In den 35 Jahren seit dem Zusammenbruch der UdSSR waren die Vereinigten Staaten fälschlicherweise davon überzeugt, dass sie ihren Rivalen besiegt hätten. In Wirklichkeit waren es die Sowjets selbst, die ihr eigenes System gestürzt haben. Die Amerikaner waren überzeugt, dass die Russen ein Jahrhundert brauchen würden, um sich von ihren Fehlern zu erholen. In Wirklichkeit sind sie zur führenden Militärmacht der Welt geworden. Zugegeben, den Vereinigten Staaten ist es gelungen, West- und Mitteleuropa zu Vasallen zu machen, aber heute müssen sie sich mit all den Staaten auseinandersetzen, die sie misshandelt haben, angeführt von Russland und China.
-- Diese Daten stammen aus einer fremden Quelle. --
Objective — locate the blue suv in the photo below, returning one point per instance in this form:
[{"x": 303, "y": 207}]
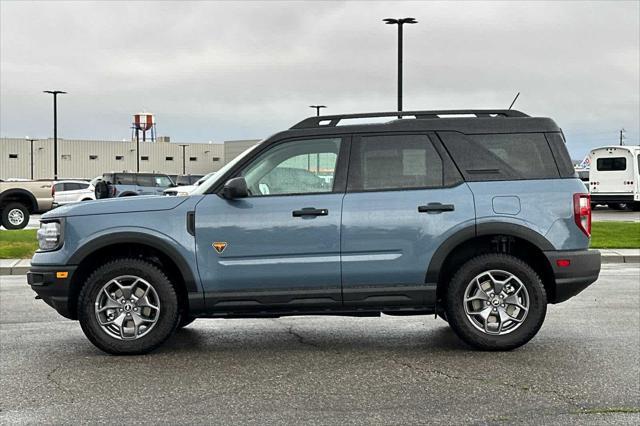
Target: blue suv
[{"x": 479, "y": 219}]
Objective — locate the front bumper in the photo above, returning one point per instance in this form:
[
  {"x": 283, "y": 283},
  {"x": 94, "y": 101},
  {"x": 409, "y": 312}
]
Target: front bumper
[
  {"x": 55, "y": 291},
  {"x": 582, "y": 270}
]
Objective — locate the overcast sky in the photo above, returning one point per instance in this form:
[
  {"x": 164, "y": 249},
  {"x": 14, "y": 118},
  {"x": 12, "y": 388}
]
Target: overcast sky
[{"x": 222, "y": 70}]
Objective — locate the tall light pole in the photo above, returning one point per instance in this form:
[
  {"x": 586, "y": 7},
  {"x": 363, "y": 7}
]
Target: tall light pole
[
  {"x": 31, "y": 140},
  {"x": 183, "y": 162},
  {"x": 400, "y": 22},
  {"x": 317, "y": 108},
  {"x": 55, "y": 94}
]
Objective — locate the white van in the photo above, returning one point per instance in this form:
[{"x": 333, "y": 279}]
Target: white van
[{"x": 614, "y": 176}]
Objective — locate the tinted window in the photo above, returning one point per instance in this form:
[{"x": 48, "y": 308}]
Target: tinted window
[
  {"x": 611, "y": 164},
  {"x": 501, "y": 156},
  {"x": 299, "y": 167},
  {"x": 394, "y": 162}
]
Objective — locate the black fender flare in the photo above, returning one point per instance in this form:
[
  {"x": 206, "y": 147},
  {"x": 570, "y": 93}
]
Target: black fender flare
[
  {"x": 21, "y": 193},
  {"x": 479, "y": 230},
  {"x": 131, "y": 237}
]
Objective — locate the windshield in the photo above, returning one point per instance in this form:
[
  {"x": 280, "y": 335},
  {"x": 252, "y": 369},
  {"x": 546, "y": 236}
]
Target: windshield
[{"x": 201, "y": 189}]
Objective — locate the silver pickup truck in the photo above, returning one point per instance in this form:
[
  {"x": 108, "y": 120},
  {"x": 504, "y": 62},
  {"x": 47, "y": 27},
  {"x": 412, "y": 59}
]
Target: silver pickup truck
[{"x": 21, "y": 198}]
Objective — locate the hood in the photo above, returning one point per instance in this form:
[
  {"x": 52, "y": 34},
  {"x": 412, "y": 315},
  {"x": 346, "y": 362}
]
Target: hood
[{"x": 116, "y": 205}]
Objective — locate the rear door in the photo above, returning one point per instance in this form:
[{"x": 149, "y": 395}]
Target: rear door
[{"x": 404, "y": 198}]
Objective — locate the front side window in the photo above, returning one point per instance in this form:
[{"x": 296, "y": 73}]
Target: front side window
[
  {"x": 612, "y": 164},
  {"x": 298, "y": 167},
  {"x": 394, "y": 162}
]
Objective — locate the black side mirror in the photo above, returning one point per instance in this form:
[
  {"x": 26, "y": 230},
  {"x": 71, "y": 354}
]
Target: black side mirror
[{"x": 235, "y": 188}]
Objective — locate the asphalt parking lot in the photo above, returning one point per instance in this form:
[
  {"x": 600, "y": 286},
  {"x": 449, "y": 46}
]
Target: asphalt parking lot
[{"x": 582, "y": 368}]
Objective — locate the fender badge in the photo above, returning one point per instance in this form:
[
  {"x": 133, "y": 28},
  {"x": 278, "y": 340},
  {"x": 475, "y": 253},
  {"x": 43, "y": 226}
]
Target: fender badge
[{"x": 219, "y": 246}]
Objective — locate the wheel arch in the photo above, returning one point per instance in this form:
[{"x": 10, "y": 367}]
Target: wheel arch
[
  {"x": 136, "y": 245},
  {"x": 517, "y": 240}
]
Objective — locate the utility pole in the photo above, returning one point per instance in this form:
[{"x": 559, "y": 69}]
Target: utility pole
[
  {"x": 55, "y": 94},
  {"x": 183, "y": 160},
  {"x": 400, "y": 23},
  {"x": 31, "y": 140}
]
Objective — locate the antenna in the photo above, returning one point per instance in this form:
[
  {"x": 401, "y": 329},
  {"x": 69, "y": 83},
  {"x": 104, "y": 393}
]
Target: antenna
[{"x": 514, "y": 100}]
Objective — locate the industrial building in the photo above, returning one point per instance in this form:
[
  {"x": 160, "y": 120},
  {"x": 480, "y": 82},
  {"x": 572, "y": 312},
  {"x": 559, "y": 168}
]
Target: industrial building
[{"x": 86, "y": 159}]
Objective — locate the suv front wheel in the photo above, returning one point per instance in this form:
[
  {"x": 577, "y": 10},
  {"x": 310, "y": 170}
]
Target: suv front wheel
[
  {"x": 128, "y": 306},
  {"x": 496, "y": 302}
]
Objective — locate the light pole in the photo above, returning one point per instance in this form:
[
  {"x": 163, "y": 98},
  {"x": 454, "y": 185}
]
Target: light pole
[
  {"x": 317, "y": 108},
  {"x": 55, "y": 94},
  {"x": 183, "y": 162},
  {"x": 31, "y": 140},
  {"x": 400, "y": 22}
]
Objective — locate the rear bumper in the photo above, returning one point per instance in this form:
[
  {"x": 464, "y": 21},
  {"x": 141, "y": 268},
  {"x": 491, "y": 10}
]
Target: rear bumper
[
  {"x": 583, "y": 270},
  {"x": 54, "y": 291}
]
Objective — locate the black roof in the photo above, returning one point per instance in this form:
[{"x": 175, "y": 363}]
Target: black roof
[{"x": 464, "y": 121}]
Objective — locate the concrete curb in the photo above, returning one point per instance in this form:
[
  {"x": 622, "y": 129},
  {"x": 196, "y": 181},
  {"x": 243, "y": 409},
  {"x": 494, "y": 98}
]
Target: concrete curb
[{"x": 21, "y": 266}]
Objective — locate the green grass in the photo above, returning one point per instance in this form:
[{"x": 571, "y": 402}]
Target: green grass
[
  {"x": 18, "y": 244},
  {"x": 615, "y": 235}
]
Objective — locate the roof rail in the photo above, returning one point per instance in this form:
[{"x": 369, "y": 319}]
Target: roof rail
[{"x": 333, "y": 120}]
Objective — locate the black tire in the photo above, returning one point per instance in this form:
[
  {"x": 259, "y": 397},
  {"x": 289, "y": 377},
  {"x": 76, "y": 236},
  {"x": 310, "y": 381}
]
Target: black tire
[
  {"x": 11, "y": 208},
  {"x": 102, "y": 190},
  {"x": 185, "y": 320},
  {"x": 463, "y": 326},
  {"x": 167, "y": 320}
]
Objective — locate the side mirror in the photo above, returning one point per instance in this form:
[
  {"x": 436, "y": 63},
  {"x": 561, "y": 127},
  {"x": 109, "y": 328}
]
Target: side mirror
[{"x": 235, "y": 188}]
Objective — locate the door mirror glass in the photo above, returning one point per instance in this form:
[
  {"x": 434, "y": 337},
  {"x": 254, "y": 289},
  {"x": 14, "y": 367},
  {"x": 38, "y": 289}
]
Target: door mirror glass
[{"x": 235, "y": 188}]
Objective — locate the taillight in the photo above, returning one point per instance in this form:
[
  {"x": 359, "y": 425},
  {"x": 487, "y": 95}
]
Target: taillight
[{"x": 582, "y": 212}]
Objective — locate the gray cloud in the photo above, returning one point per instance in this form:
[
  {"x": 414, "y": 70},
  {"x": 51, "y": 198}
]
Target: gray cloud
[{"x": 222, "y": 70}]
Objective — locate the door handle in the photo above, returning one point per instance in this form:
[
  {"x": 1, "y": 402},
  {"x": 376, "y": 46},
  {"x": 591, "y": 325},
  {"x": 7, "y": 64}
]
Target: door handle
[
  {"x": 436, "y": 208},
  {"x": 310, "y": 211}
]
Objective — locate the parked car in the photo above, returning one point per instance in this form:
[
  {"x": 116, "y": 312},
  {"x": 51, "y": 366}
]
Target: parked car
[
  {"x": 127, "y": 184},
  {"x": 72, "y": 191},
  {"x": 20, "y": 198},
  {"x": 480, "y": 220},
  {"x": 614, "y": 177}
]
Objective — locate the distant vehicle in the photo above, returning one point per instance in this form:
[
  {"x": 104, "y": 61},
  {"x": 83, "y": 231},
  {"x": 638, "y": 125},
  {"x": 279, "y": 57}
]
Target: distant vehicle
[
  {"x": 127, "y": 184},
  {"x": 186, "y": 189},
  {"x": 19, "y": 199},
  {"x": 72, "y": 191},
  {"x": 614, "y": 177}
]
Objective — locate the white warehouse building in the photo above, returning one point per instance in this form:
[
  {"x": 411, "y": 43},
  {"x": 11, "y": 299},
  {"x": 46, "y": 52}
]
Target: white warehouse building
[{"x": 86, "y": 159}]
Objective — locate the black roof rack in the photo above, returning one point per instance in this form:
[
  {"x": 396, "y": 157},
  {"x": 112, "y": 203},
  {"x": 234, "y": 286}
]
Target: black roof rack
[{"x": 333, "y": 120}]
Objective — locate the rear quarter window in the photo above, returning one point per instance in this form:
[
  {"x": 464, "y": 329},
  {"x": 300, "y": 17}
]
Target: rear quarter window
[{"x": 513, "y": 156}]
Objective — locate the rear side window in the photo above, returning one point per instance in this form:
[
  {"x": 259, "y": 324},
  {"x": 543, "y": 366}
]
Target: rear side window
[
  {"x": 501, "y": 156},
  {"x": 394, "y": 162},
  {"x": 612, "y": 164}
]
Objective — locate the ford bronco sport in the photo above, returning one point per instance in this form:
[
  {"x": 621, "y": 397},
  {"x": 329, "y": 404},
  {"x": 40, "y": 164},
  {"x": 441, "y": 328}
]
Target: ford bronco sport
[{"x": 478, "y": 219}]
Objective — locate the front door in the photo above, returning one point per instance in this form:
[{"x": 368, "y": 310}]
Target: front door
[{"x": 280, "y": 246}]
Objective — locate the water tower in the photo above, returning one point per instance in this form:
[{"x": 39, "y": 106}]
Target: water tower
[{"x": 144, "y": 122}]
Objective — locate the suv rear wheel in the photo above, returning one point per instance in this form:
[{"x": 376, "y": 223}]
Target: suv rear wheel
[
  {"x": 128, "y": 306},
  {"x": 496, "y": 302},
  {"x": 15, "y": 216}
]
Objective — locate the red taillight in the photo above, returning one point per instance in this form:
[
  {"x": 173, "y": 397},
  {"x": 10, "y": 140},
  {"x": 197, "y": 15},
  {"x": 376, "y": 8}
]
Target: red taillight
[{"x": 582, "y": 212}]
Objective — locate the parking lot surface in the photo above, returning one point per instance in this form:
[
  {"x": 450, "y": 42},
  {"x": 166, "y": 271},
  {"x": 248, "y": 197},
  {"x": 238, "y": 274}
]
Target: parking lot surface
[{"x": 582, "y": 368}]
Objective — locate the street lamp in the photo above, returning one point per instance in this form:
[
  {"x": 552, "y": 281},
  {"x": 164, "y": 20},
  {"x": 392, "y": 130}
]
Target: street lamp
[
  {"x": 183, "y": 163},
  {"x": 400, "y": 22},
  {"x": 31, "y": 140},
  {"x": 317, "y": 107},
  {"x": 55, "y": 94}
]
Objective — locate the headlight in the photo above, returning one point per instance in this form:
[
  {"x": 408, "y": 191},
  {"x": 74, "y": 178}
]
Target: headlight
[{"x": 49, "y": 235}]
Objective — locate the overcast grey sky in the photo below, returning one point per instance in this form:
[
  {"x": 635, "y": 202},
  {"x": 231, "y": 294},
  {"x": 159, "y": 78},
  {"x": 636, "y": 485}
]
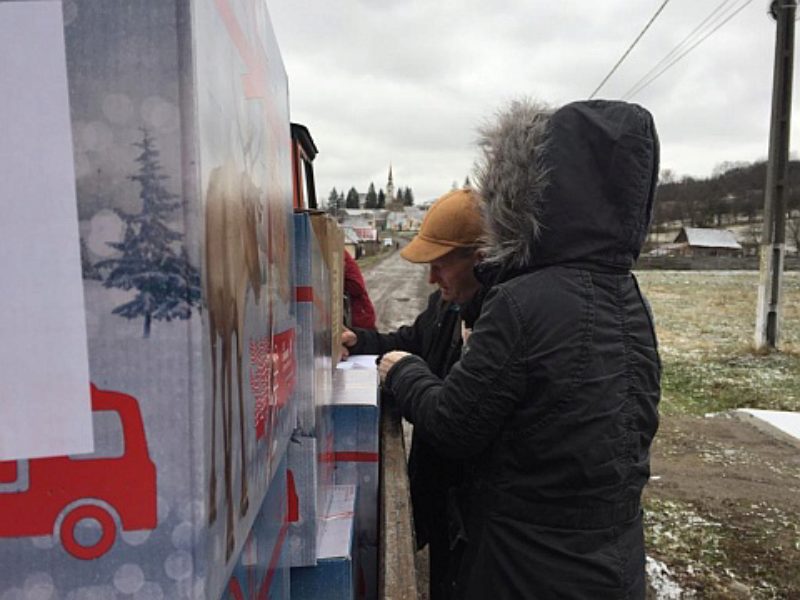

In dieser Zeit wichen Republikaner und Demokraten zwei neuen Denkströmungen: den „Jackson-Anhängern“ um Donald Trump und den „Wokisten“, Puritaner ohne Gott. Wir erleben derzeit eine Intensivierung der Bevölkerungsbewegungen in den Vereinigten Staaten. Wahlspezialisten stellen fest, dass viele Amerikaner die Woke-Regionen verlassen und sich den „Jacksonianern“ anschließen. Laut Umzugsunternehmen ziehen ihre Kunden von großen Städten in kleinere, in denen das Leben billiger und angenehmer ist. Sie alle stellen jedoch fest, dass ihre Kunden zunehmend neue Gründe dafür angeben: Sie reisen, um sich einem Teil ihrer Familie anzuschließen. Diese Erklärung entspricht dem, was Colin Woodard vor einem Jahrzehnt beobachtete: US-Amerikaner gruppieren sich neu nach Herkunftsgemeinschaften. Die Immobilienentwickler beobachten die Verbreitung sicherer Nachbarschaften (Gated Communities). Ihre Kunden schließen sich mit Ihresgleichen zusammen, mit jenen, die die gleiche Kultur geerbt haben und der gleichen sozialen Schicht angehören. Oft sorgen sie sich um die wachsende Unsicherheit und sprechen von einem möglichen Bürgerkrieg.